翌朝、愛美は谷原の旧市街に向かった。天気は相変わらず鈍く曇っていたが、湿気は昨日よりさらに重たく感じられた。


谷原第一小学校は、道路脇の石碑だけが名残を留めていた。鉄柵の隙間から見える校舎は、今は自治会の備蓄倉庫や会議室として使用されているが、休日のため人影はなかった。

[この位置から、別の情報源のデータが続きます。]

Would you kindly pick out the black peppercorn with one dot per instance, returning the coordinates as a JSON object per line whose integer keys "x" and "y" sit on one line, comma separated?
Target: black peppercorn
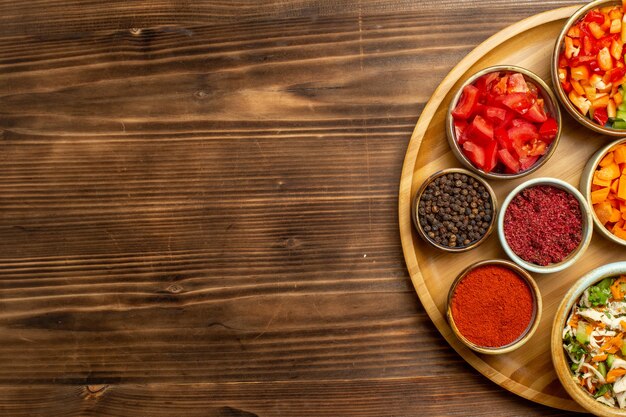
{"x": 455, "y": 210}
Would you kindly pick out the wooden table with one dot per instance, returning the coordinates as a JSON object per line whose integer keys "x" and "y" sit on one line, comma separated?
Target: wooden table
{"x": 198, "y": 208}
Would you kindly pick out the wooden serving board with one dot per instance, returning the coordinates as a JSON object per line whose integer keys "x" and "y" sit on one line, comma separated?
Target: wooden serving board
{"x": 527, "y": 372}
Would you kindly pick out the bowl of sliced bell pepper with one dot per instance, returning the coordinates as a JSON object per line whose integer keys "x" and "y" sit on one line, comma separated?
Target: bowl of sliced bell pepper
{"x": 588, "y": 67}
{"x": 504, "y": 122}
{"x": 603, "y": 183}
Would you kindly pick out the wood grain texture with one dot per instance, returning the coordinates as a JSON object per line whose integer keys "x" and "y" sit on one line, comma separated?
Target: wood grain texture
{"x": 198, "y": 208}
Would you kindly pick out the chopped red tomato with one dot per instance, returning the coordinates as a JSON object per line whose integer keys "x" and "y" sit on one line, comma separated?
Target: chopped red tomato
{"x": 459, "y": 126}
{"x": 517, "y": 101}
{"x": 494, "y": 114}
{"x": 501, "y": 124}
{"x": 467, "y": 103}
{"x": 511, "y": 164}
{"x": 491, "y": 156}
{"x": 536, "y": 114}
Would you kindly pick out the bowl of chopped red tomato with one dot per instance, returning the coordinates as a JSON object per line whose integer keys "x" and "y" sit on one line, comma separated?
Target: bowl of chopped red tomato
{"x": 504, "y": 122}
{"x": 588, "y": 67}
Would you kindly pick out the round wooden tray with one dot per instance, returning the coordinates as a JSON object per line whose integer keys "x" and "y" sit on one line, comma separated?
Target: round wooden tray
{"x": 527, "y": 372}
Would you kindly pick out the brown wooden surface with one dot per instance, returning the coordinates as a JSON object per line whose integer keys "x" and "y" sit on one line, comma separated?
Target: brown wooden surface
{"x": 198, "y": 208}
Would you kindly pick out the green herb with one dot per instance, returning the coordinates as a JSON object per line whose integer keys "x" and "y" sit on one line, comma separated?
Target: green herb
{"x": 599, "y": 294}
{"x": 603, "y": 390}
{"x": 576, "y": 349}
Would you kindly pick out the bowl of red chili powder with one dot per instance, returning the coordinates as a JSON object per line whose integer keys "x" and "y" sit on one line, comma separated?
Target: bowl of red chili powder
{"x": 483, "y": 314}
{"x": 545, "y": 225}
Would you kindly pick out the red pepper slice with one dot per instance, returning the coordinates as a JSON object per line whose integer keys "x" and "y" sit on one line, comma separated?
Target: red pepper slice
{"x": 594, "y": 16}
{"x": 616, "y": 74}
{"x": 601, "y": 116}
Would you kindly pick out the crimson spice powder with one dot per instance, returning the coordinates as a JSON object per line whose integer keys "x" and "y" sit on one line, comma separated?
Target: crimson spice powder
{"x": 543, "y": 224}
{"x": 492, "y": 306}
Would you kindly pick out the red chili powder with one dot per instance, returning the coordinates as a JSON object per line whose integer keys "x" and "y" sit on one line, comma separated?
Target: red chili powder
{"x": 543, "y": 224}
{"x": 492, "y": 306}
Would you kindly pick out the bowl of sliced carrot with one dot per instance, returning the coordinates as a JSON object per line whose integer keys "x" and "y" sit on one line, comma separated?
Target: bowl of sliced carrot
{"x": 603, "y": 183}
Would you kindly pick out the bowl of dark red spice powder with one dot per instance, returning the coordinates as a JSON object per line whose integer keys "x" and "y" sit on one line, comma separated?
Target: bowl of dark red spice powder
{"x": 482, "y": 311}
{"x": 545, "y": 225}
{"x": 454, "y": 210}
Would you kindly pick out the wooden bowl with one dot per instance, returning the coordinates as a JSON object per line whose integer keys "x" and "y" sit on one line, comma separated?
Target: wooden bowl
{"x": 415, "y": 215}
{"x": 551, "y": 105}
{"x": 585, "y": 187}
{"x": 586, "y": 225}
{"x": 559, "y": 358}
{"x": 534, "y": 322}
{"x": 560, "y": 93}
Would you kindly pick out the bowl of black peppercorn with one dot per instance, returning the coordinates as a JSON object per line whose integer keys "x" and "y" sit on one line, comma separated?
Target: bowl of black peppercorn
{"x": 454, "y": 210}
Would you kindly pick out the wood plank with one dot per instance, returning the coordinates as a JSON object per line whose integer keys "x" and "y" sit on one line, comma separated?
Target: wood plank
{"x": 338, "y": 398}
{"x": 198, "y": 206}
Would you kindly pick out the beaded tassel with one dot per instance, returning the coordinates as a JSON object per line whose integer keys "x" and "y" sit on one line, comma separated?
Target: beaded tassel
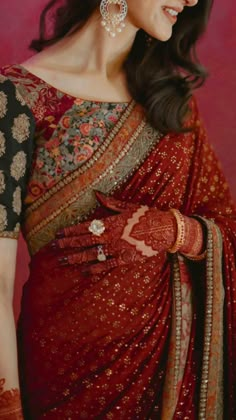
{"x": 113, "y": 23}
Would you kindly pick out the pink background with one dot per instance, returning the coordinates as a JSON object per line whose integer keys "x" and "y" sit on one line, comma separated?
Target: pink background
{"x": 19, "y": 23}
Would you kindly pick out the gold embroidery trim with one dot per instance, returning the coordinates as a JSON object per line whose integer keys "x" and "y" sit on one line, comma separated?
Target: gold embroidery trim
{"x": 18, "y": 165}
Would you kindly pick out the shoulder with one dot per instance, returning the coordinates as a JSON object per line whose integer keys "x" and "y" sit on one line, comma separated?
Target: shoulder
{"x": 26, "y": 84}
{"x": 12, "y": 103}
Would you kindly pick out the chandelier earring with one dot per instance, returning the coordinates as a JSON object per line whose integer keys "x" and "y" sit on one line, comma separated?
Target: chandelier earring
{"x": 112, "y": 21}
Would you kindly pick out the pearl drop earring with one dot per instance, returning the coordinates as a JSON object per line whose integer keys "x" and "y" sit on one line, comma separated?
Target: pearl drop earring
{"x": 113, "y": 22}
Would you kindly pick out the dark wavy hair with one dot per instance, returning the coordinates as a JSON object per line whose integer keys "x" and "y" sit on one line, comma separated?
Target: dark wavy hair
{"x": 161, "y": 76}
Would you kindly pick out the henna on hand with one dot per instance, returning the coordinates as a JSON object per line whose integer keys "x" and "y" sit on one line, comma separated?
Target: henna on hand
{"x": 134, "y": 234}
{"x": 10, "y": 403}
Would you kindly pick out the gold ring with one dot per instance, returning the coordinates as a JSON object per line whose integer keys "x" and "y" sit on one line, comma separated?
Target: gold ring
{"x": 97, "y": 227}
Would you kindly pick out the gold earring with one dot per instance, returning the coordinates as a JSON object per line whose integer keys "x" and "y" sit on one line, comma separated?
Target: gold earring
{"x": 113, "y": 23}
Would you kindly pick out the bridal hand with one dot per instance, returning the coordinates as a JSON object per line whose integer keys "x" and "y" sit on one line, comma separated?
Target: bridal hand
{"x": 133, "y": 234}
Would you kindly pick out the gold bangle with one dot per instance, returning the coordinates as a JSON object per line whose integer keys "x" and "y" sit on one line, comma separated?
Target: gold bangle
{"x": 180, "y": 239}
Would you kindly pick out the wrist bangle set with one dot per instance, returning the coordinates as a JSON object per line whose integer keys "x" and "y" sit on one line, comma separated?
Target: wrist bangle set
{"x": 181, "y": 232}
{"x": 181, "y": 237}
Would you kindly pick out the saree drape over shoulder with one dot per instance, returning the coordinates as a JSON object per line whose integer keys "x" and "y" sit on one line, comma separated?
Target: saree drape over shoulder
{"x": 145, "y": 341}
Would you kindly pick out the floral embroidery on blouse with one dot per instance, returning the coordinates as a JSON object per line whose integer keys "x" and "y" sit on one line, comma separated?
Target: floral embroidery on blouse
{"x": 79, "y": 133}
{"x": 68, "y": 130}
{"x": 16, "y": 203}
{"x": 18, "y": 166}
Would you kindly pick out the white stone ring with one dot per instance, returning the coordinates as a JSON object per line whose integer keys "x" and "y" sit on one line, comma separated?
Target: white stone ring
{"x": 101, "y": 256}
{"x": 97, "y": 227}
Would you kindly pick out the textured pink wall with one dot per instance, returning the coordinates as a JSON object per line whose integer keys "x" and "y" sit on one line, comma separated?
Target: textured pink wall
{"x": 19, "y": 22}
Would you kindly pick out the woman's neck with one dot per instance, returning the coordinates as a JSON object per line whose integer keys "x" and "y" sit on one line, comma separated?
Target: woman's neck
{"x": 92, "y": 50}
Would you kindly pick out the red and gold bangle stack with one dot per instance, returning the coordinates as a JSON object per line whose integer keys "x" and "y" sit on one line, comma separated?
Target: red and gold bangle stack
{"x": 181, "y": 232}
{"x": 189, "y": 240}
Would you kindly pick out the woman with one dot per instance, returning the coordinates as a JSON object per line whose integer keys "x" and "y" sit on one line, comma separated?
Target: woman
{"x": 129, "y": 311}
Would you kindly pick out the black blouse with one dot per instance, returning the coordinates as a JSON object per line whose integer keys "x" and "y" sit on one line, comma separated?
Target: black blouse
{"x": 16, "y": 148}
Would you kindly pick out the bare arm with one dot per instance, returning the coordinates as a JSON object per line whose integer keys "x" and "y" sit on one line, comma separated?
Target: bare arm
{"x": 10, "y": 405}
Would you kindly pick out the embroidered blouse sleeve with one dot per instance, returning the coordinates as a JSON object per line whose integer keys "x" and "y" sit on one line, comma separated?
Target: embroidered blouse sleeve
{"x": 16, "y": 147}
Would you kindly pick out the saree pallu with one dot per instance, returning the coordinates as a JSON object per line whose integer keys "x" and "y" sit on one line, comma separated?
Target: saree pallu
{"x": 142, "y": 341}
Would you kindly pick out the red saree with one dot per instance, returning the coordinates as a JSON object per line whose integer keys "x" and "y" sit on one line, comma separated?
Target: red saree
{"x": 141, "y": 341}
{"x": 145, "y": 341}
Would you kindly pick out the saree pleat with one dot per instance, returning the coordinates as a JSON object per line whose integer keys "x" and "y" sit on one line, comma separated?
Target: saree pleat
{"x": 142, "y": 341}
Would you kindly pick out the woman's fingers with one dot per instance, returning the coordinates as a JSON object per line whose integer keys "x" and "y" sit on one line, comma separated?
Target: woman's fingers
{"x": 85, "y": 241}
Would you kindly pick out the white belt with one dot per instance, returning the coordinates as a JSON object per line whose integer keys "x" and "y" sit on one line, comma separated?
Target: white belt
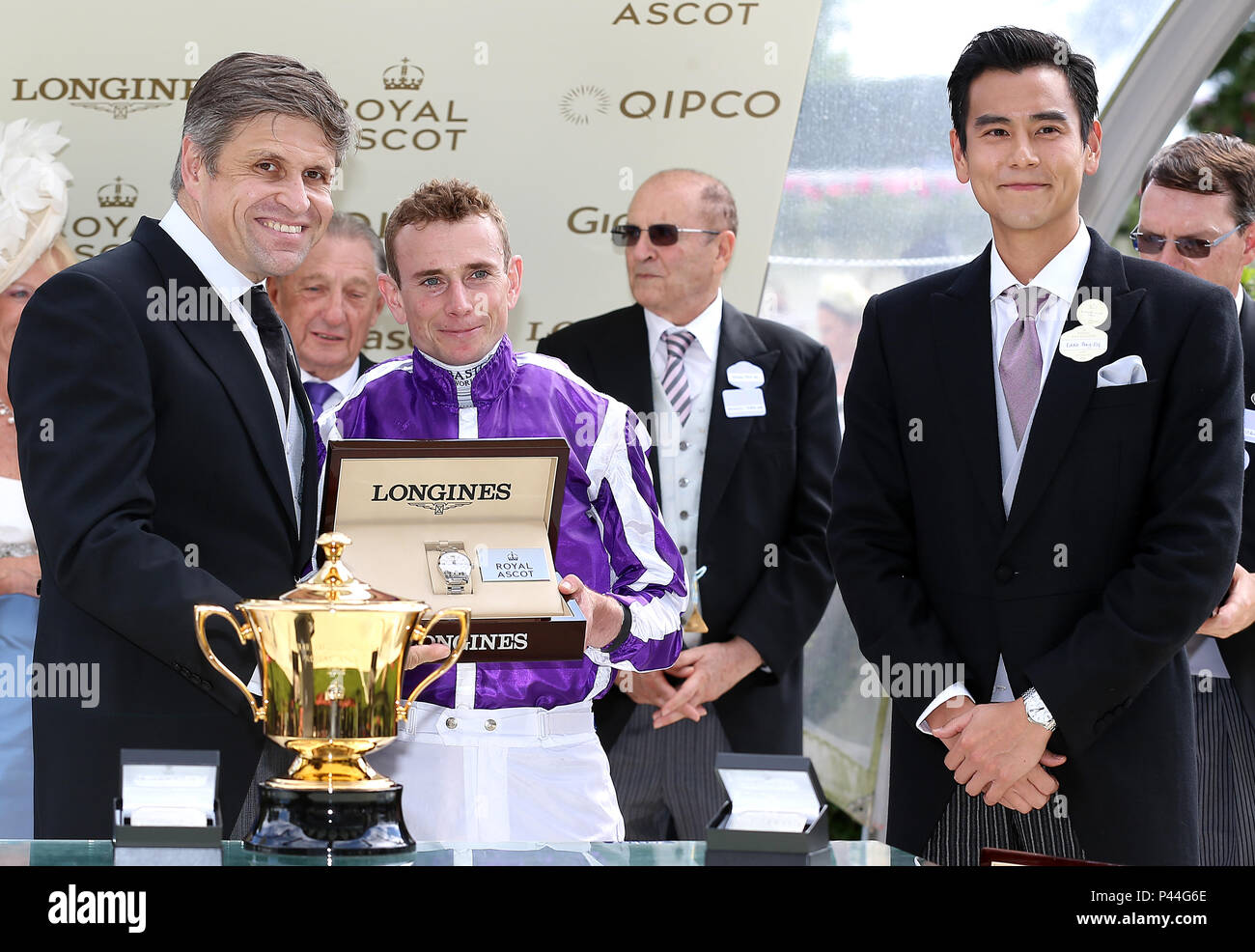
{"x": 502, "y": 722}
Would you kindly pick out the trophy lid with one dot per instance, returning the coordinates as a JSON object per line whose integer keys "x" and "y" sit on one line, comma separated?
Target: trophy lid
{"x": 335, "y": 581}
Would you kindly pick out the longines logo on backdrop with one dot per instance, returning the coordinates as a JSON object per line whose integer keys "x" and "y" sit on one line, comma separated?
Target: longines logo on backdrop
{"x": 117, "y": 96}
{"x": 582, "y": 103}
{"x": 405, "y": 121}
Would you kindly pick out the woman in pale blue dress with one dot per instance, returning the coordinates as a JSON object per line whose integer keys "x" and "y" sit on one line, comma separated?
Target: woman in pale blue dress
{"x": 33, "y": 199}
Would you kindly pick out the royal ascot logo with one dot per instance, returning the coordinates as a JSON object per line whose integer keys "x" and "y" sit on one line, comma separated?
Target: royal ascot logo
{"x": 403, "y": 75}
{"x": 117, "y": 195}
{"x": 686, "y": 14}
{"x": 93, "y": 234}
{"x": 116, "y": 96}
{"x": 401, "y": 121}
{"x": 582, "y": 102}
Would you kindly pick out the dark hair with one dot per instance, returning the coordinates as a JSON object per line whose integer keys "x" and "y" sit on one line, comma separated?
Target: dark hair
{"x": 1016, "y": 49}
{"x": 249, "y": 84}
{"x": 442, "y": 200}
{"x": 348, "y": 228}
{"x": 1209, "y": 163}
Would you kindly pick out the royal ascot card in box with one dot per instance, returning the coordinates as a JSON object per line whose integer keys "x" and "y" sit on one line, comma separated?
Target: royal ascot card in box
{"x": 462, "y": 524}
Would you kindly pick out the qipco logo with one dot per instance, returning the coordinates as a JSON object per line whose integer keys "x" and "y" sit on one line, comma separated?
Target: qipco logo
{"x": 682, "y": 103}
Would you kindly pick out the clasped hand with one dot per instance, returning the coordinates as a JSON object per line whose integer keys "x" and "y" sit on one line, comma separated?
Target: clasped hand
{"x": 996, "y": 751}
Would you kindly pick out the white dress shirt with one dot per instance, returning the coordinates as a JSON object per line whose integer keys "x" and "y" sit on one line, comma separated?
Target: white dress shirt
{"x": 1061, "y": 276}
{"x": 343, "y": 384}
{"x": 1203, "y": 650}
{"x": 230, "y": 285}
{"x": 682, "y": 449}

敷地に足を踏み入れた瞬間、またあの“鳴るような空気”が押し寄せてきた。


(ここだ……)


校舎の裏手には小さなプール跡があった。水は抜かれて久しく、苔に覆われた底が見えている。


愛美が近づこうとしたとき、不意に携帯が震えた。


──非通知。


通話ボタンを押すと、すぐに微かなノイズ。そして、あの声。


《……わたし、ここにいる……》


電波を拾っていないはずの場所で、誰がどこから……?


その時、プールの底が“揺れた”。


一瞬だけ、表面が水を張ったように波打ち、何かが中から覗き込んだ。


女の子の顔――かろうじて目鼻の輪郭が認識できたが、すぐに揺らめいて消えた。


愛美は心臓を掴まれるような圧迫感の中で、思わず後ずさる。


だが、逃げるわけにはいかなかった。


彼女は録音機を再び起動し、プールの縁にマイクを向ける。


「ここは、朝霧礼子が幼少期を過ごした場所の一つ……不可解な音声と視覚情報を記録中……」


そのとき、風が吹いた。


校舎の窓がカタリと揺れ、開いた。


開け放たれたその窓の奥、廊下の突き当たりに、誰かが立っていた。


白いワンピース。長い髪。


愛美がマイクを向けた瞬間、再び携帯が震えた。


今度は、動画ファイルが届いた。


差出人は、またしても「菊地恵」。


《さっき、家の窓の外で撮った。これ……あなたの後ろに映ってない?》


動画には、愛美が谷原第一小学校に入っていく様子が映っていた。明らかに数十メートルの距離から、望遠で撮られたもの。


だが、その背後。


校門の鉄柵の向こうに、白い影が立っていた。


それは、礼子によく似た“誰か”だった。


だが顔は、ぼやけて見えない。


《もう、止まらないかもしれない……》


菊地のメッセージは、そう締めくくられていた。